Pacific Gas & Electric, the largest utility company in California, announced Monday it plans to file for bankruptcy as it faces an estimated $30 billion in liabilities, potential criminal charges, and possible intervention by regulators after a flurry of deadly and destructive wildfires sparked across the state.
That means hundreds of lawsuits related to the company's role in sparking wildfires could be rolled into one bankruptcy proceeding, putting them on hold for now and potentially limiting payouts to victims. PG&E equipment is being investigated as the cause of 2018's Camp Fire, which killed 86 people and was considered the costliest disaster of the year worldwide. State investigators have already determined the utility company's equipment started the 2017 wildfires in Northern California's wine country, which burned thousands of acres and destroyed hundreds of structures.
The company must notify the public at least 15 days ahead of any bankruptcy filing under state law, and Monday's news prompted its stock price to drop by half. California Gov. Gavin Newsom said all options would remain on the table over the next several weeks, and that while he hoped the state could work with the company, his administration would be cautious.
"PG&E, with respect, has not been a trusted player in the past," the governor told reporters on Monday. "They have admitted knowingly misleading regulators in the past, the very recent past."
The utility company was found guilty of violating federal safety rules for its gas lines ahead of a 2010 explosion in the San Francisco suburb of San Bruno that killed eight people. PG&E is still on federal probation for those crimes, and in a court filing last month, the state's attorney general said if investigators found the company acted recklessly in operating its power lines, it could face more charges. Depending on the severity of any negligence, PG&E could be charged with crimes including murder.

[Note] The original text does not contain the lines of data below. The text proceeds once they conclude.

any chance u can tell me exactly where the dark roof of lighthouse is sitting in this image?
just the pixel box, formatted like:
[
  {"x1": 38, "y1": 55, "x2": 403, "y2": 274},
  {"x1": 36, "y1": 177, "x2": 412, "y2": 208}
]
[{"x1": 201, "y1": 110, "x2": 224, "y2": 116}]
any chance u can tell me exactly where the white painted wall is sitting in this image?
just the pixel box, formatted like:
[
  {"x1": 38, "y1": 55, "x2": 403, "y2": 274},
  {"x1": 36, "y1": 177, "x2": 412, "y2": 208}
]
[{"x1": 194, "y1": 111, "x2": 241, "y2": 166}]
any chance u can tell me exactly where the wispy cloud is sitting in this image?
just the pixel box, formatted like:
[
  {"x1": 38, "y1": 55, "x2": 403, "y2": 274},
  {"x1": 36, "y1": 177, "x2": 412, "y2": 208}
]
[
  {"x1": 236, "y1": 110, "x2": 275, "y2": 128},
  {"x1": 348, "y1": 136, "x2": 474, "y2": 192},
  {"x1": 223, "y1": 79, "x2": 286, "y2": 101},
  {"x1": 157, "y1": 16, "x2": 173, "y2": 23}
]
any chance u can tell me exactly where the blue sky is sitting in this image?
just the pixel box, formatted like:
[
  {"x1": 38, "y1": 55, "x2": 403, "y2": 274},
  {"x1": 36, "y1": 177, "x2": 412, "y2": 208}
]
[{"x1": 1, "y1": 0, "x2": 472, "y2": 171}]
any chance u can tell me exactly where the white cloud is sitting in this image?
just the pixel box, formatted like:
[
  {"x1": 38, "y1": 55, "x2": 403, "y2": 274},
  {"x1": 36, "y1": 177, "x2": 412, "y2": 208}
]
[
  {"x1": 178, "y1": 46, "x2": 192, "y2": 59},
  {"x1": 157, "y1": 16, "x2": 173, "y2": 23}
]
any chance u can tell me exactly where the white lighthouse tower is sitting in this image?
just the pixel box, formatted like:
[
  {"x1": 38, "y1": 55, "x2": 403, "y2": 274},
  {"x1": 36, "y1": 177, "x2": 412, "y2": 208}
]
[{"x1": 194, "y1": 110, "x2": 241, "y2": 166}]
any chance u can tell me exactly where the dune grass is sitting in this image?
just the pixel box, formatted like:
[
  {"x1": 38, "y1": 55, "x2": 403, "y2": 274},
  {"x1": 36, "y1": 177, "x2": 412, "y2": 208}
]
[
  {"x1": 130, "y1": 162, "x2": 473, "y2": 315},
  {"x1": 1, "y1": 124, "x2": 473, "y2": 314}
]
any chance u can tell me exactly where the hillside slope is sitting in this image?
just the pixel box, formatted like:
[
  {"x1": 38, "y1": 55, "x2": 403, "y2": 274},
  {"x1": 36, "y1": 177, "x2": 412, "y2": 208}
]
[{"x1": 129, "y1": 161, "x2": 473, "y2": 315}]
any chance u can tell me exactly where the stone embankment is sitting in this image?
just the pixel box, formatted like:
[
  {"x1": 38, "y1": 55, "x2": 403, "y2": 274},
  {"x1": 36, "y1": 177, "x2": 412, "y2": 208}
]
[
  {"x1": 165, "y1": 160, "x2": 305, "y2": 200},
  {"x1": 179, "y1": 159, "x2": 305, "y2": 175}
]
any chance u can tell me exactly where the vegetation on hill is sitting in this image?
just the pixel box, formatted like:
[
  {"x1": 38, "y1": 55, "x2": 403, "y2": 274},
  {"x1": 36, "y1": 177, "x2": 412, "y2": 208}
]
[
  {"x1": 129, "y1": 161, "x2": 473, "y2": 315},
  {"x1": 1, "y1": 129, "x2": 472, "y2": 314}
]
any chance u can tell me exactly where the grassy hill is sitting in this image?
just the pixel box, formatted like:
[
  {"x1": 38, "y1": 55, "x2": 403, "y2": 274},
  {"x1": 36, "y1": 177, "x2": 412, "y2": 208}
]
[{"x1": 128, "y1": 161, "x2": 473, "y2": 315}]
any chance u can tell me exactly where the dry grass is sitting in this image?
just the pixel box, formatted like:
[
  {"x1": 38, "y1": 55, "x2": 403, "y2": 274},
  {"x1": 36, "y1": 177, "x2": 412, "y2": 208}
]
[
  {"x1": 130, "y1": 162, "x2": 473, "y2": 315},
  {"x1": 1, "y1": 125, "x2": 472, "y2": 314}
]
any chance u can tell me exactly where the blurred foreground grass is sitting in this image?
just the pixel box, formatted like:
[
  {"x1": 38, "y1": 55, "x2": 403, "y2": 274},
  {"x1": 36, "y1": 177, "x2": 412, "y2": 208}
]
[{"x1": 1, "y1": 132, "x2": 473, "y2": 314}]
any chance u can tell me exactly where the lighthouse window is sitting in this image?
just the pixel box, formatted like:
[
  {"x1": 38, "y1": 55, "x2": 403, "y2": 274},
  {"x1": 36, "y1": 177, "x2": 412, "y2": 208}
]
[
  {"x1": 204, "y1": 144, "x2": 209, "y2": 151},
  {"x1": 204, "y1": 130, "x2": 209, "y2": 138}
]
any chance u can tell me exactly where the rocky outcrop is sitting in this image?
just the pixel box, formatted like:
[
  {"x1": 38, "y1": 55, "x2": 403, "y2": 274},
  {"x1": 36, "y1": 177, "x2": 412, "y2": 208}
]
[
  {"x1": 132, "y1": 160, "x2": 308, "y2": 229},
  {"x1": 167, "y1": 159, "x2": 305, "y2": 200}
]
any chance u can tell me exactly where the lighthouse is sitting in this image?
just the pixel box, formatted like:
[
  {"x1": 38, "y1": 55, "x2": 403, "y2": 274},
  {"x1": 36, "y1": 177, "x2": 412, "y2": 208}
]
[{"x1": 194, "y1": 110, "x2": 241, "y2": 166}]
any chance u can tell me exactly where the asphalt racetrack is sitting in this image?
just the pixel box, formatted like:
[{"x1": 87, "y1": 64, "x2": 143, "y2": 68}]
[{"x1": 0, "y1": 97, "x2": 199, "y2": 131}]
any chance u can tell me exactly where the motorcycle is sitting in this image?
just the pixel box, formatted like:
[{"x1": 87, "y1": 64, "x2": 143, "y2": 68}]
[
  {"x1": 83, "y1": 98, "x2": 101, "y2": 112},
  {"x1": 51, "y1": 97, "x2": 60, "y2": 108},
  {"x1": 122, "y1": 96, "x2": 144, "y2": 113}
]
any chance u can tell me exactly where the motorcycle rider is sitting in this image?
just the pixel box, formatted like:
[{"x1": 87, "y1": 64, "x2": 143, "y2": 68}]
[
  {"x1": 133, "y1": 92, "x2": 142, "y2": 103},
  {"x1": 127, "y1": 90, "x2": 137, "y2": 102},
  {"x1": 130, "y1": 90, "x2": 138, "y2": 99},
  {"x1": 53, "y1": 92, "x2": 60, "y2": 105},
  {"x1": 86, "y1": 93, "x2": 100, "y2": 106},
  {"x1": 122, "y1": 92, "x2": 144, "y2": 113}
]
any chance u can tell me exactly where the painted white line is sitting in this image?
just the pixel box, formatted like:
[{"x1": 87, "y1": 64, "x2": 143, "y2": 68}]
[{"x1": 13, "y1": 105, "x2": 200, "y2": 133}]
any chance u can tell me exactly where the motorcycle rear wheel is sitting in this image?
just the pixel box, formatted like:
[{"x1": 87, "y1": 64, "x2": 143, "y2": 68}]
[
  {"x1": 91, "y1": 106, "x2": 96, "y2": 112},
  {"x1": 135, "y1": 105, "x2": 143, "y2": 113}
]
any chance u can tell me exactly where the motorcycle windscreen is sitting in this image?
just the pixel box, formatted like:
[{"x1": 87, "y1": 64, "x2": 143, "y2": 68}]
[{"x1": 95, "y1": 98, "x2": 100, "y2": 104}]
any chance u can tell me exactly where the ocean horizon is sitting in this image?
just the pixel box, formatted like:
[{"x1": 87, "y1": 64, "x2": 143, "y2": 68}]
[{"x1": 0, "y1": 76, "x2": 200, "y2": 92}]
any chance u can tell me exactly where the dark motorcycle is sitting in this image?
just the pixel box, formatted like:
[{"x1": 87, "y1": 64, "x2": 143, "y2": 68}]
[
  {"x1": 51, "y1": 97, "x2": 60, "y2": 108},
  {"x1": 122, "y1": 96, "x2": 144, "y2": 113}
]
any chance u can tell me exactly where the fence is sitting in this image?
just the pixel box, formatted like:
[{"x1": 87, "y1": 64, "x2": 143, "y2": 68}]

The utility previously filed for bankruptcy in 2001, when California was in an energy crisis. Newsom said this time around he's not concerned about PG&E's ability to provide gas and electricity to its customers, who include about 40% of households and businesses in the state.
"We are not in a position where we’re worried that the lights are turning out," Newsom said.
But big questions remain about whether electricity and gas will remain affordable and whether service can continue with safety and reliability during the hot and dry winds that create the risk of wildfire in California.
In a statement, PG&E defended its response to extreme weather conditions and maintaining its power poles and lines.
"Years of drought, extreme heat and 129 million dead trees have created a 'new normal' for our state, and we must continue to adapt to meet these challenges," PG&E said.
And the company added that California law placed a unique burden on utility companies, which are responsible for all damage their equipment causes — even when the company is following safety rules.
Last month, protesters gathered outside PG&E's San Francisco headquarters, opposing any state "bailout" of the utility and demanding the company compensate victims. Among other claims, the utility is facing 700 lawsuits related to the 2017 wildfires and 50 related to 2018's Camp Fire — with more likely to be filed. Together, PG&E estimates that it could be held responsible for $30 billion in damages, and that's not counting any fines or penalties.
The turmoil has led to the resignation of some company leaders, including CEO Geisha Williams. Newsom and other politicians are also calling for changes to the company's board of directors.
“I’m disappointed that PG&E's hubris and mismanagement have led to this unfortunate point,” California state Sen. Bill Dodd, a Democrat whose district includes parts of Napa and Sonoma counties. “While the CEO has resigned, there must be further change on the board of directors. Now, the Public Utility Commission’s priority must be to protect ratepayers and residents. And above all, PG&E must be held to safety mandates.”